Why some states require explicit authority
Robert Powell: Some states follow the Uniform Power of Attorney Act, which treats gifts as a “hot power.” Is that a term of art?
Harry Margolis: I think what you often see on state power of attorney forms is a checklist of powers you can give to your agent. You’ll usually find gifting authority there.
Robert Powell: So in that case, it would almost require an explicit opt-in instruction allowing the agent to make gifts?
Harry Margolis: Right. Or to make gifts to the agent themselves.
If you have a checklist of powers and you don’t check off gifting authority, the implication is that you didn’t want to give that power to the agent.

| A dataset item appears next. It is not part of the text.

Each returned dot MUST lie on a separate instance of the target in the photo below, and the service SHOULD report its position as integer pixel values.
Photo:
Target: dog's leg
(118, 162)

Why broader gifting powers may matter
Robert Powell: If the language is explicit and there’s a history of gifting, you’re probably okay. Otherwise, it could be a red flag for family members or others interested in the money.
Harry Margolis: Exactly.
Robert Powell: Should people amend their power of attorney if the gifting language isn’t explicit?
Harry Margolis: Yes. People should review their powers of attorney.
If the document doesn’t include a gifting power, or if it limits gifts to the annual gift tax exclusion, they should seriously consider signing a new power of attorney with broader gifting authority.
Should agents seek court approval?
Robert Powell: If the document is silent on gifts, an agent could avoid making the gift or possibly seek court approval before making it. Is that worth considering?
Harry Margolis: You could do that, but one reason for having a power of attorney is to avoid going to court.
If you go to court, you may need to become appointed conservator or guardian, depending on the state. Then you may need a second court petition asking permission to make the transfer.
That’s a long, drawn-out, and expensive process.